Mehr Präzision für störungsanfällige Frühvernetzer
Maschinenfunktion APC plus nun auch für Duroplaste

Sie bieten hohe Steifigkeit, sind temperatur- und chemikalienbeständig und sie rieseln in die Maschine. Die Rede ist hier nicht von Hochleistungsthermoplasten wie PEEK oder PPS, sondern von duroplastischen Polymeren. Bei der Verarbeitung dieser anspruchsvollen Materialien setzt der Großserien-Spezialist Baumgarten automotive technics die Maschinenfunktion APC plus von KraussMaffei ein. Der Ausschuss ging dadurch signifikant zurück.

Text Nicolina Topic, Cordula Wieland, Jan Hirz  Fotos KraussMaffei

Seit 2017 läuft am Stammsitz in Burbach auf zwei Fertigungsanlagen APC plus (APC = Adaptive Process Control). Die Maschinenfunktion analysiert den aktuellen Prozesszustand und vergleicht diesen permanent mit der gelernten Sollkurve (Referenzkurve). Der Umschaltpunkt und das Nachdruckprofil werden entsprechend dem Massedruck automatisch angepasst.

Weniger Schwankungen beim Richtwert Werkzeuginnendruck

Bereits vor der Einführung von APC plus hat Baumgarten als Hauptqualitätskriterium den Werkzeuginnendruck überwacht und Teile mit zu stark abweichenden Werten automatisch inline ausgeschleust. Ein 48-Stunden-Test (24 Stunden ohne und 24 Stunden mit APC plus) zeigte nun, dass sich mit aktivierter Maschinenfunktion die Schwankungsbreite im Werkzeuginnendruck deutlich verringert.

Gleicher OFT-Wert – aber unterschiedliche Materialverhalten

Auch weitere Phänomene sollen in Zukunft mithilfe von APC plus untersucht werden: Was ist, wenn sich der Viskositätsindex stark ändert, das Bauteil aber gleiche Qualitätskriterien aufweist? Was findet dann im Prozess statt? Realitätsnahe Analysen wie diese sind für den Verarbeiter wesentlich wertvoller als Prüferfahren wie der Orifice-Flow-Test (OFT), der mit Messequipment außerhalb der Maschine stattfindet.

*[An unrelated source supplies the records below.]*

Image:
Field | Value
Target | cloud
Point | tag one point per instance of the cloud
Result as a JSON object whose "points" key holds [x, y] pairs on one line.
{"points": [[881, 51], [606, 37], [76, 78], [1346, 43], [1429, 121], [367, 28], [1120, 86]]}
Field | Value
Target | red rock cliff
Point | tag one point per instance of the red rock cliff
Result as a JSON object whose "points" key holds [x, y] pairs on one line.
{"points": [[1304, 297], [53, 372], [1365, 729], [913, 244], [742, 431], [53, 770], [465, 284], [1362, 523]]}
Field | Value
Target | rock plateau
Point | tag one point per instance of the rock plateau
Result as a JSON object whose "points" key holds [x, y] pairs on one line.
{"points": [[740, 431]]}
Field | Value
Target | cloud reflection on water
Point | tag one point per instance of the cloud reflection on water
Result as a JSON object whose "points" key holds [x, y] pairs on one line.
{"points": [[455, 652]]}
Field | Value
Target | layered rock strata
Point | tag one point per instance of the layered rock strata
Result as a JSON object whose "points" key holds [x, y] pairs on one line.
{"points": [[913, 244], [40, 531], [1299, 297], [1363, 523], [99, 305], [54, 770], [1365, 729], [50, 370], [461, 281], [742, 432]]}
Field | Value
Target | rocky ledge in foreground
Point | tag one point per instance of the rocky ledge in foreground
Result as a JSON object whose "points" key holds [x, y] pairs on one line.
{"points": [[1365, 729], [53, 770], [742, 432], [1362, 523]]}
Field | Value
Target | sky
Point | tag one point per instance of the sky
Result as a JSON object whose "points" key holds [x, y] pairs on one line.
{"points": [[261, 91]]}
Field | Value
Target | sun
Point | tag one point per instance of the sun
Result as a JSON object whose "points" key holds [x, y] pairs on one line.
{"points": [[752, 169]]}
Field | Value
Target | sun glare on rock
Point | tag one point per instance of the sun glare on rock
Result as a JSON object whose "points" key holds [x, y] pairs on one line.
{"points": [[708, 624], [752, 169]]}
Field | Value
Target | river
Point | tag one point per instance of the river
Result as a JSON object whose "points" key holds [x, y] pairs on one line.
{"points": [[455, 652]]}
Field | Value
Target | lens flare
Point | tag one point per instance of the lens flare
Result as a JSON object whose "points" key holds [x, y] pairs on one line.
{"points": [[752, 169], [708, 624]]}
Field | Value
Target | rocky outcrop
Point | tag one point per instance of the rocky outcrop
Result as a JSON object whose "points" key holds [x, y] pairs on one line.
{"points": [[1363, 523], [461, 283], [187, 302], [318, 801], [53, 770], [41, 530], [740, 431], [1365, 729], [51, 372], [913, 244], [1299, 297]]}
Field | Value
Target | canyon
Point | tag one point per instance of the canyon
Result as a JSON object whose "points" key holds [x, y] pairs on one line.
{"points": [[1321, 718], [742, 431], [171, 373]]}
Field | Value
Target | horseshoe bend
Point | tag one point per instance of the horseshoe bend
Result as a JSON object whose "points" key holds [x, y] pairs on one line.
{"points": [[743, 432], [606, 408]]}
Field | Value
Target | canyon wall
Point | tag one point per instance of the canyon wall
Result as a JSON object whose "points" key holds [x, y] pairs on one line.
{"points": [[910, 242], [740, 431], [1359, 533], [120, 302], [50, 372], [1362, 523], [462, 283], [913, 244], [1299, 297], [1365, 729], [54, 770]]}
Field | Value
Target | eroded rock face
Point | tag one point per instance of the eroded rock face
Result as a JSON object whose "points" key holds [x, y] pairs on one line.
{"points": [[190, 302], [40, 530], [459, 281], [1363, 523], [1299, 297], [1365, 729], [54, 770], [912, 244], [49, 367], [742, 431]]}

Volumetrische Füllung der Kavität bleibt konstant

APC plus gleicht Schwankungen von Massetemperatur und Verweilzeit, die zu einer frühzeitigen Vernetzung der Duroplasten führen können, sowohl bei rieselfähigen Duroplasten und BMC (Bulk Molding Compound) als auch bei Flüssig- und Feststoffsilikonen (LSR und HTV) aus. Die materialspezifischen Kompressionskurven schaffen dafür die Voraussetzung. Im Prozess selbst passt APC plus anhand eines prognostizierten Einspritzvolumens die Umschaltposition und die Nachdruckhöhe so an, dass die volumetrische Füllung der Kavität konstant bleibt.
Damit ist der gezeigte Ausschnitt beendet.